Phys Rev Lett. 2017 Dec 15;119(24):247801. doi: 10.1103/PhysRevLett.119.247801. Epub 2017 Dec 11.
Aromatic π-π interactions between phenyl groups of adjacent chains in poly(4-vinylbiphenyl) (PVBP) have profound effects on the dynamics of this polymer. We report two unexpected nonlinear viscoelastic responses of PVBP when subjected to uniaxial flow. One is the unprecedented observation of extensional strain hardening (SH) in a barely entangled polymer melt. An even more intriguing finding is that SH of lightly (or even barely) entangled melts occurs at strain rates one order of magnitude below the coil-stretch transition predicted by Rouse theory (ϵ[over ˙]{H}=0.5/τ{R}).We postulate that this behavior is due to a molecular rearrangement mechanism (supported by x-ray diffraction measurements) that involves flow-induced π-π stacking of the phenyl groups, which results in an enhancement of the friction coefficient between polymer chains.
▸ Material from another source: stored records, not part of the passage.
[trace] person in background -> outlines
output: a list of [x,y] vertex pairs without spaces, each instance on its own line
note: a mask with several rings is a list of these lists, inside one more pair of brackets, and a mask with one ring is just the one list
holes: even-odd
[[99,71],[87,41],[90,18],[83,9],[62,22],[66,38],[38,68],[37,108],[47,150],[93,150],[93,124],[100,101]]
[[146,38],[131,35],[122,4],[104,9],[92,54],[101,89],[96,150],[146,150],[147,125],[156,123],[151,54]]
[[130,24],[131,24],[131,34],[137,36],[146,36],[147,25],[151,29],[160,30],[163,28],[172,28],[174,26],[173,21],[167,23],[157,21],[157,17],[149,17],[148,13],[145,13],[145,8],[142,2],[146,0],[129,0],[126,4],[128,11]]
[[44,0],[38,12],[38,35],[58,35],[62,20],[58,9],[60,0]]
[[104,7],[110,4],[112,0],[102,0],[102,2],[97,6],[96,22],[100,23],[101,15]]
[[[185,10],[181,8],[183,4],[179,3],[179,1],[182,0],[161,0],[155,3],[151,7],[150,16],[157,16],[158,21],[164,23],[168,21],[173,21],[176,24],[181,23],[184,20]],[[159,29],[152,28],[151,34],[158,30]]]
聚(4-乙烯基联苯)(PVBP)中相邻链的苯基之间的芳香π-π相互作用对该聚合物的动力学有深远影响。我们报道了PVBP在单轴流动下的两种意外的非线性粘弹性响应。一种是在几乎未缠结的聚合物熔体中前所未有的拉伸应变硬化(SH)现象。一个更有趣的发现是,轻度(甚至几乎没有)缠结熔体的SH出现在应变率比劳斯理论预测的线圈拉伸转变低一个数量级的情况下(ϵ[˙上标]{H}=0.5/τ{R})。我们推测这种行为是由于一种分子重排机制(由X射线衍射测量支持),该机制涉及流动诱导的苯基π-π堆积,这导致聚合物链之间的摩擦系数增加。